Or International Vet of Fucking Awesome!
A couple months ago I took Maddie in to see the IVoM and we came up with Maddie’s long term plan. David and I worked vigilantly on her feet and her meds and she very very quickly improved.
We know that she cannot take less than 1 prednisone a day. Each time we tried to ease it back her feet would become inflamed and uncomfortable. I am concerned about the long term effects, but I understand and accept them.
When Maddie’s feet were at their worst we could not let her off her leash at the dog park. She was always picking fights with bigger dogs, she was always cranky. Eventually we stopped taking her altogether. The pain and discomfort in her feet was making her cranky and irritable. You’d be pissed if your feet hurt all the time too and you had to way of getting relief.
As her feet got better we started taking her more and more often and we let her off the leash. Amazingly, she was not the aggressive dog she had been. This is not to say she didn’t have her moments there, like the time she totally stared down this giant akita until he submitted. In the dog world, a stare down is pretty much a dog’s way of saying “you are such a stupid pussy! you suck and you are a wiener and also I will say something crude about your mother dog!” (dogs are not so eloquent, even in translation). Also, akitas are not dogs that submit. Imagine me rushing over trying to grab Maddie before she got her ass kicked.
Initially, Maddie’s forays into the dog park pretty much just involved her franticly sniffing and drooling and peeing on everything. She wasn’t really interested in the dogs unless they chased chester or barked too much. She’s become more and more interested as time has gone on.
Today I could have died of happy. Maddie was thrilled to be at the dog park. Today she played with dogs, she ran like a maniac, she spun in circles, she and I jumped around like retards. She’s still not the best at playing, occasionally she’ll be chasing a dog and forget that she’s playing and think “oh my god!

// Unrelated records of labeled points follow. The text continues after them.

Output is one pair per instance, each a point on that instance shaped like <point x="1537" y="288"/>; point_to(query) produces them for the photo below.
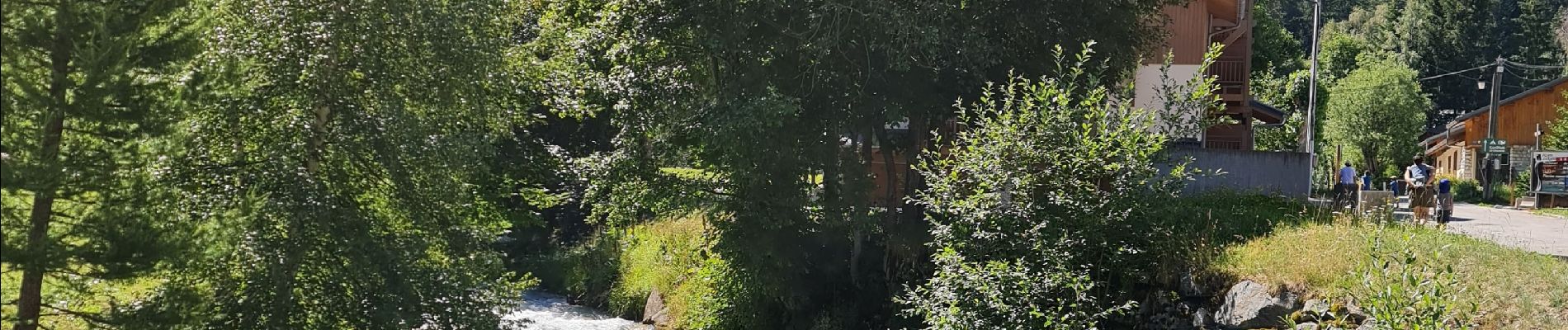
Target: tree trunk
<point x="31" y="296"/>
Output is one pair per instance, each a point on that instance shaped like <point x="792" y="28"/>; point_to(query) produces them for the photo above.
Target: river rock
<point x="1367" y="324"/>
<point x="1202" y="318"/>
<point x="654" y="310"/>
<point x="1189" y="286"/>
<point x="1249" y="305"/>
<point x="1316" y="305"/>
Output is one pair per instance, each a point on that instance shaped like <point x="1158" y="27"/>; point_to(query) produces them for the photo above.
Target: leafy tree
<point x="764" y="94"/>
<point x="1446" y="36"/>
<point x="1273" y="47"/>
<point x="1533" y="33"/>
<point x="1377" y="111"/>
<point x="1556" y="136"/>
<point x="1339" y="55"/>
<point x="1046" y="185"/>
<point x="92" y="91"/>
<point x="345" y="162"/>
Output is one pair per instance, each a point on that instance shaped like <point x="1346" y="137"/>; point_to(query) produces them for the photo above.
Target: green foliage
<point x="345" y="160"/>
<point x="1376" y="113"/>
<point x="670" y="255"/>
<point x="1043" y="188"/>
<point x="93" y="92"/>
<point x="1275" y="50"/>
<point x="1556" y="136"/>
<point x="1409" y="290"/>
<point x="1512" y="288"/>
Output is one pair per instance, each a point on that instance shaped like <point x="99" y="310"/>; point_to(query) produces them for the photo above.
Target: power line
<point x="1456" y="73"/>
<point x="1440" y="75"/>
<point x="1534" y="66"/>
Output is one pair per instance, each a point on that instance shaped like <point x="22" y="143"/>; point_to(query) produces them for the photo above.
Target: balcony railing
<point x="1230" y="75"/>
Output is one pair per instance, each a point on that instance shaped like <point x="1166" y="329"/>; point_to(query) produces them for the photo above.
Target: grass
<point x="1512" y="288"/>
<point x="85" y="296"/>
<point x="670" y="255"/>
<point x="1552" y="211"/>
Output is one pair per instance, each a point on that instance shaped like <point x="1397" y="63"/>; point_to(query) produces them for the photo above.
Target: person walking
<point x="1419" y="180"/>
<point x="1348" y="185"/>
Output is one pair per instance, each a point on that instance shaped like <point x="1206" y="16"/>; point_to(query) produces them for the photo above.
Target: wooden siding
<point x="1517" y="120"/>
<point x="1189" y="33"/>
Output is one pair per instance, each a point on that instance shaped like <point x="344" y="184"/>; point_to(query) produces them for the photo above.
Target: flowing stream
<point x="549" y="312"/>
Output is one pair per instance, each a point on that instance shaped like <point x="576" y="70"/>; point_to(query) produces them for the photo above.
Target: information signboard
<point x="1551" y="172"/>
<point x="1495" y="146"/>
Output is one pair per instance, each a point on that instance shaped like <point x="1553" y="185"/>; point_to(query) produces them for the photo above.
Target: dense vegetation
<point x="416" y="163"/>
<point x="1507" y="286"/>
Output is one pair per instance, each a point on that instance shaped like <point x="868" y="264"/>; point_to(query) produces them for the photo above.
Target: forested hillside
<point x="421" y="163"/>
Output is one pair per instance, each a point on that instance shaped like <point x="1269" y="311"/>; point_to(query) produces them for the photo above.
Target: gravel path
<point x="1512" y="227"/>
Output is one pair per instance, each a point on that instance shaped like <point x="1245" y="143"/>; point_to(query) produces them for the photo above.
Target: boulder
<point x="1189" y="286"/>
<point x="654" y="310"/>
<point x="1367" y="324"/>
<point x="1316" y="305"/>
<point x="1250" y="305"/>
<point x="1202" y="318"/>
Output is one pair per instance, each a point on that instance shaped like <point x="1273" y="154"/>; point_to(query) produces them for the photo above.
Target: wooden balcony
<point x="1231" y="78"/>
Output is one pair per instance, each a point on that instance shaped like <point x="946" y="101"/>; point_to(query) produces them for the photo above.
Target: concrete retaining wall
<point x="1247" y="171"/>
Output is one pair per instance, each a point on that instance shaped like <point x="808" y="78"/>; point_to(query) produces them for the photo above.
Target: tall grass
<point x="1512" y="288"/>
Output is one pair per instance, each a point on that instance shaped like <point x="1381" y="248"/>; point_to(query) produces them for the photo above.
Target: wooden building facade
<point x="1457" y="149"/>
<point x="1192" y="29"/>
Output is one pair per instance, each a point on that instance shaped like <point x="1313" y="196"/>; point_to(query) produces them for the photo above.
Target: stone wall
<point x="1247" y="171"/>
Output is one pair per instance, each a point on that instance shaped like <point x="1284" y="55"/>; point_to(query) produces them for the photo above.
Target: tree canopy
<point x="1377" y="111"/>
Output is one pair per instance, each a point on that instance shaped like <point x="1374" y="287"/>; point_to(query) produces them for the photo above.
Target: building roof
<point x="1266" y="113"/>
<point x="1482" y="110"/>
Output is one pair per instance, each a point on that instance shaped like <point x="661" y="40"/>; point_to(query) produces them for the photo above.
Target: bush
<point x="616" y="271"/>
<point x="1040" y="207"/>
<point x="1410" y="291"/>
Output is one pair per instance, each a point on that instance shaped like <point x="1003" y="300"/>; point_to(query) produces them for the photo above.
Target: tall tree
<point x="90" y="92"/>
<point x="1377" y="111"/>
<point x="1448" y="36"/>
<point x="345" y="153"/>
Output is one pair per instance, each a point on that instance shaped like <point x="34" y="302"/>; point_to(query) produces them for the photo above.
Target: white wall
<point x="1146" y="87"/>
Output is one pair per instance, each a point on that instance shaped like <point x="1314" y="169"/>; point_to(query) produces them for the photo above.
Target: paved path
<point x="1512" y="227"/>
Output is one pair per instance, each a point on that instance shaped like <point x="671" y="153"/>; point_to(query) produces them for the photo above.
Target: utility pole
<point x="1311" y="97"/>
<point x="1491" y="129"/>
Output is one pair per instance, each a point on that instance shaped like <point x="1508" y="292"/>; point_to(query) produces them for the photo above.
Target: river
<point x="549" y="312"/>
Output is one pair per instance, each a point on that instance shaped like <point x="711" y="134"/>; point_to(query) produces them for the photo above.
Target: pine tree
<point x="92" y="90"/>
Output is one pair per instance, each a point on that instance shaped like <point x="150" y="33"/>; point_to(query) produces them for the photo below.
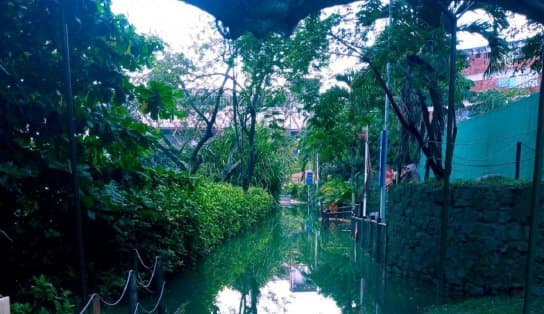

I’m chasing this dog! I bet I’m doing it because he’s a pipehole” and try to take him down. But it was good. The dogs played, she was happy.
I wish I had the words to describe her transformation from a crabby dog, one that mostly just walked around the dog park, into this excited and youthful dog. I wish I had the words to express what it means to me that we have found a level of success with Maddie. I’ve had her since 2005 and my only hope for her was to make her happy and comfortable and we far exceeded that.
I wish I had the words to adequately express just how grateful I am to Dr Pierce Fleming, International Vet of Mystery. He didn’t just walk into the exam room, take a look and make a guess. He did research, he tried to find answers. He took time to listen to me and my concerns. He explained things thoroughly and he gave me hope.
Shar Peis tend to bond with one person and that bond is solid and tight. They will protect that person at all costs, they will adore that person at all costs. The things that make Maddie the happiest include me coming home from work, getting to cuddle next to me on the sofa and sleeping near me. She is not an independent dog in any way, she needs me in order to feel secure and content. Sure, she’s happy when David gets home from work, but she is frenzied when I get home. For that love and loyalty she deserves everything I can give her. To do any less would be a grave sin against all that is good in the universe.
And let’s be honest here, I get equal comfort from her. When I am stressed or anxious I need only sit quietly and Maddie will crawl onto my lap and I can feel the tension ease, I can feel the endorphins being released. She is my therapy dog.
Maddie shoving her hippo head into my chest. It’s her way of saying, “My name is Maddie. This is my head. My head is on you. This feels good. Also, my name is Maddie!”